Let's say that the best jobs are in Toronto. 

Toronto is a nice place to live (my Mom and her family was raised there and one of my brothers and his family live there too). 

Toronto is also _very_ hot and humid in the summer (similar to Mumbai/Udaipur/Jaipur/Agra/Delhi in October) and cold in the winter (-22C with wind chill when I was there in January '15). 

I am prone to heat stroke in the summer and very cold air makes my skin dry and itchy and it triggers bronchitis in my lungs. 

Vancouver is a more temperate climate that is easier for me to live in - not so hot and humid in the summer and warmer than Toronto in the winter... I still suffer from the occasional bout of heat stroke but only once or twice a summer and my bouts of bronchitis aren't as severe or frequent. . 

It would be the ideal place for me to live but...

the job market isn't as robust in Vancouver as it is in Toronto. 

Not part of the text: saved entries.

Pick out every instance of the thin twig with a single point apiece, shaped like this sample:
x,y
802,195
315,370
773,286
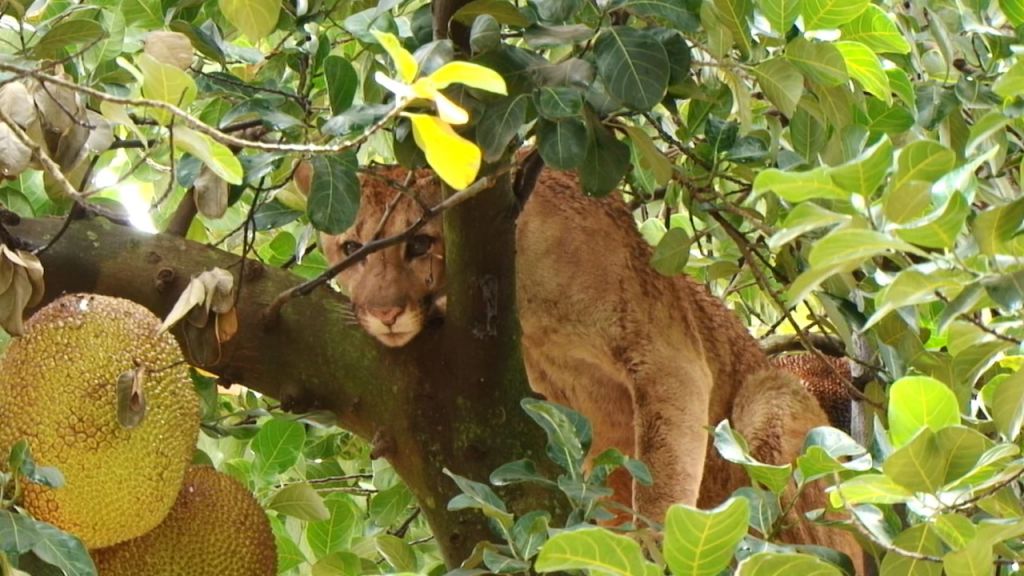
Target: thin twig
x,y
200,126
272,312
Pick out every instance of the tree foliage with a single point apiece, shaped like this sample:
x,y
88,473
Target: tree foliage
x,y
852,168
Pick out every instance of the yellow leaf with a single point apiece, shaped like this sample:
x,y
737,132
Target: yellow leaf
x,y
472,75
404,64
256,18
454,158
166,83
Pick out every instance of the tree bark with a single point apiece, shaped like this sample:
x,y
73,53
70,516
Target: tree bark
x,y
451,399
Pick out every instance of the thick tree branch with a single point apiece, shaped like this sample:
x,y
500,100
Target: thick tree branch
x,y
436,403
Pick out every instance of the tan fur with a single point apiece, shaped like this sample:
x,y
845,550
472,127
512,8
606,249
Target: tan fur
x,y
651,361
821,376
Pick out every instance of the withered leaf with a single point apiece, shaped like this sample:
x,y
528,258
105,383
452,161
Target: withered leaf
x,y
211,194
170,47
16,103
227,325
14,156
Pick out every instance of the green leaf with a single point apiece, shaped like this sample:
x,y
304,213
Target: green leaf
x,y
289,553
65,35
256,18
868,488
820,62
676,12
165,83
941,230
735,15
823,14
342,81
672,252
916,402
62,550
873,29
17,533
605,163
921,539
389,505
963,448
702,542
994,229
334,193
853,245
765,507
1011,83
798,187
907,202
974,560
863,174
991,124
889,119
530,532
278,445
650,157
558,103
1007,290
568,433
299,500
1014,9
827,450
912,287
595,549
562,144
919,465
774,564
499,124
479,496
781,82
502,10
803,218
864,67
732,447
334,534
780,13
634,66
396,551
923,160
335,564
1008,406
216,156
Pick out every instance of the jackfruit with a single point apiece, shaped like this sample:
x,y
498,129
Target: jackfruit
x,y
216,528
58,391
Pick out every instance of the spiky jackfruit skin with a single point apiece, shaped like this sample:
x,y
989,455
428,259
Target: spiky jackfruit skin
x,y
216,528
57,389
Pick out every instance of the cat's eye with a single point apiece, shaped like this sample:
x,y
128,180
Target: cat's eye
x,y
350,246
418,245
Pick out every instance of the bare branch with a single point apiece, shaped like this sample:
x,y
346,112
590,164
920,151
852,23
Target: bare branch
x,y
199,125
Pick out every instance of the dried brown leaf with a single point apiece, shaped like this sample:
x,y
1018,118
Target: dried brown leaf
x,y
211,194
227,325
131,398
192,296
16,103
58,107
13,302
14,156
35,269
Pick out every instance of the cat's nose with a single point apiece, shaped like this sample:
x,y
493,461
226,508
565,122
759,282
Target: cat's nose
x,y
387,316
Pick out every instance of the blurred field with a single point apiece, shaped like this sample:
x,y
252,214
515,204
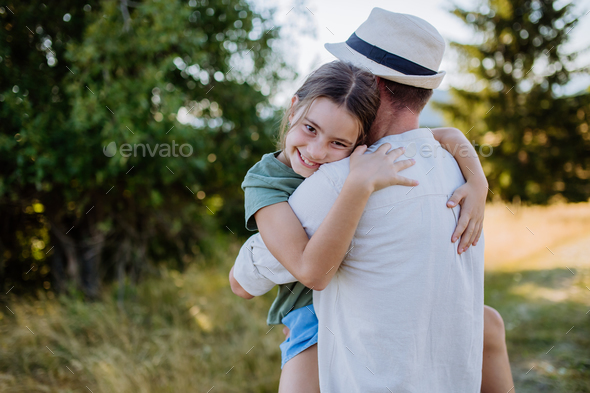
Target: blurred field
x,y
539,279
187,332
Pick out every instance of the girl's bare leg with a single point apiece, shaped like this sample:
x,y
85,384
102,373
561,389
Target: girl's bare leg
x,y
496,373
300,374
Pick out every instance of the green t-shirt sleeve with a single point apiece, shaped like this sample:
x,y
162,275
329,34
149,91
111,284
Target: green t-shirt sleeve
x,y
268,182
258,196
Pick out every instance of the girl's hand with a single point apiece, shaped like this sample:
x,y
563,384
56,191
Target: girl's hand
x,y
472,198
378,170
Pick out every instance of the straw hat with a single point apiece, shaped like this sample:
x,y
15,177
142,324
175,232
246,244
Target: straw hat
x,y
399,47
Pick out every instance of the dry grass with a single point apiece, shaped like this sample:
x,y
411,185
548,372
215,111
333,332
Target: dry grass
x,y
523,237
184,332
187,332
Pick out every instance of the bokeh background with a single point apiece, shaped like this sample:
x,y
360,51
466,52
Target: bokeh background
x,y
113,269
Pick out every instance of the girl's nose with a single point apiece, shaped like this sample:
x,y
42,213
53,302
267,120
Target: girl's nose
x,y
316,151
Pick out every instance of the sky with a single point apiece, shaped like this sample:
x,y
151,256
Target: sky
x,y
336,20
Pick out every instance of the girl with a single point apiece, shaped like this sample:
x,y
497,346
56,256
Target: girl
x,y
329,119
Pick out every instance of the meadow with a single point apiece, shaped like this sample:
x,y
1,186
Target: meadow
x,y
188,332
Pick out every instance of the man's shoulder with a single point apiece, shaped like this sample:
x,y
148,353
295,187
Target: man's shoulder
x,y
335,172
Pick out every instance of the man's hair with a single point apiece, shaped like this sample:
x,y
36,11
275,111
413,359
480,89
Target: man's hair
x,y
402,96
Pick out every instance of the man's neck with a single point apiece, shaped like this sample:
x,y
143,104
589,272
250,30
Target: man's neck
x,y
392,123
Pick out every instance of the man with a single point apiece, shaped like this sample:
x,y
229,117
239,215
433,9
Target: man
x,y
404,312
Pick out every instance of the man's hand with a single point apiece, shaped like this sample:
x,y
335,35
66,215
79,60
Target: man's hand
x,y
472,198
236,287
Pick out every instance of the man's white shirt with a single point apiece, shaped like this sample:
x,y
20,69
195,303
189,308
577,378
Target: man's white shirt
x,y
404,312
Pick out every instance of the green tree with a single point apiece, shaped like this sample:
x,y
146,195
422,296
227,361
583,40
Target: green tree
x,y
73,79
512,100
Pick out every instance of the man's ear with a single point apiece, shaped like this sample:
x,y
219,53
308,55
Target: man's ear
x,y
294,102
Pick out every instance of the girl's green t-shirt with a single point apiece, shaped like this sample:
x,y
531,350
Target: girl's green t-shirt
x,y
266,183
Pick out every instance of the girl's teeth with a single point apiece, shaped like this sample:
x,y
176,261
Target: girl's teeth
x,y
307,162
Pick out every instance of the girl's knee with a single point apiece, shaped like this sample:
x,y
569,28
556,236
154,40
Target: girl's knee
x,y
494,331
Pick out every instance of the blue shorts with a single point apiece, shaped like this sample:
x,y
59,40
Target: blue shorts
x,y
303,325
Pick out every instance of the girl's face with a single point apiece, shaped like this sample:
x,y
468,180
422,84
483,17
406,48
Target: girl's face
x,y
327,133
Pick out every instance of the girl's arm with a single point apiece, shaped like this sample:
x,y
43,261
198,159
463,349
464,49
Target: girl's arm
x,y
314,261
472,195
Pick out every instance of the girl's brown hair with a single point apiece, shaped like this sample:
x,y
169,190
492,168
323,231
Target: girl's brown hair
x,y
343,84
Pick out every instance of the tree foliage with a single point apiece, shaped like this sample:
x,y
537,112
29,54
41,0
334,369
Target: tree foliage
x,y
512,99
73,79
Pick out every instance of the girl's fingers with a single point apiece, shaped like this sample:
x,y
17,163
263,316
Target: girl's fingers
x,y
465,239
395,153
461,225
360,149
456,198
473,236
383,148
478,234
401,165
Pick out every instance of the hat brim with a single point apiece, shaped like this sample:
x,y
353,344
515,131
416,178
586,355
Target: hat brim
x,y
345,53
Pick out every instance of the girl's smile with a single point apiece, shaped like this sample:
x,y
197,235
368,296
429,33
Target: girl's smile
x,y
326,133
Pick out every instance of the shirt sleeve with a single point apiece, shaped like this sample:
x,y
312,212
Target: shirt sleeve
x,y
314,198
257,270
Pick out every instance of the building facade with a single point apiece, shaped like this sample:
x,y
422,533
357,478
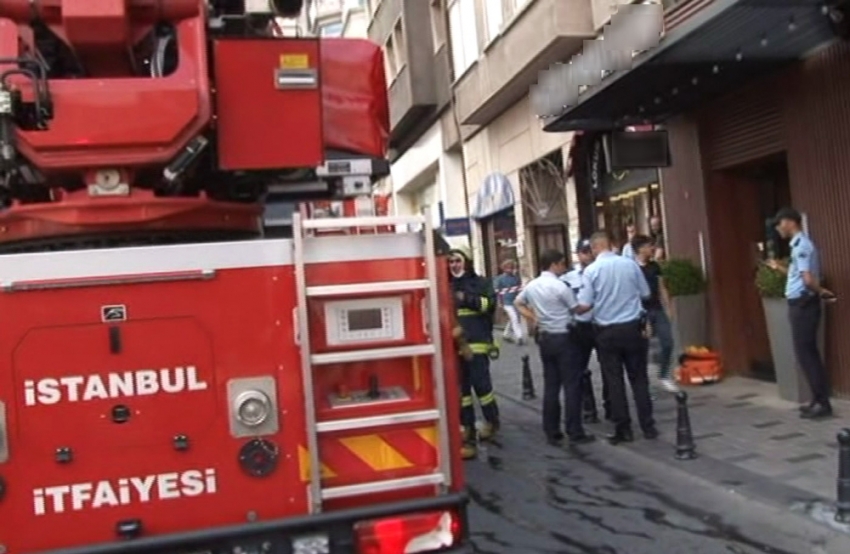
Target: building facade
x,y
338,18
425,151
754,99
521,191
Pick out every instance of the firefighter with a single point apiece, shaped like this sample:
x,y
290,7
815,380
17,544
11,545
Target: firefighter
x,y
475,305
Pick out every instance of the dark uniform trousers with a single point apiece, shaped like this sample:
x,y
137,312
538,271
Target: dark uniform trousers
x,y
475,375
621,346
584,339
560,371
805,315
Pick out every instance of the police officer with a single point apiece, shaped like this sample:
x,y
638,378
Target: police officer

Where would you suggest that I go to live? 

If I want a good job and chose to go to Toronto, I run the risk of being sick for a good part of the year. 

If I went to Vancouver, I wouldn't be as sick as often but my job search might be a little more difficult. 

I'd have to look at all of the "possible" places to live and see what the positives and negatives of each outside of a work life and then make my choice based on that instead of where the best job prospects are. 

Besides, what might be the norm now may not be so in the future.


----------



## EVHB (Feb 11, 2008)

Where the most jobs are, is often also where the most people are competing for it. But the most jobs in for your profession, you will find in/close to the big cities


----------



## visha (Sep 19, 2016)

Farefin,

How is the job market for SAP HANA/BO/BW/BODS in canada?


----------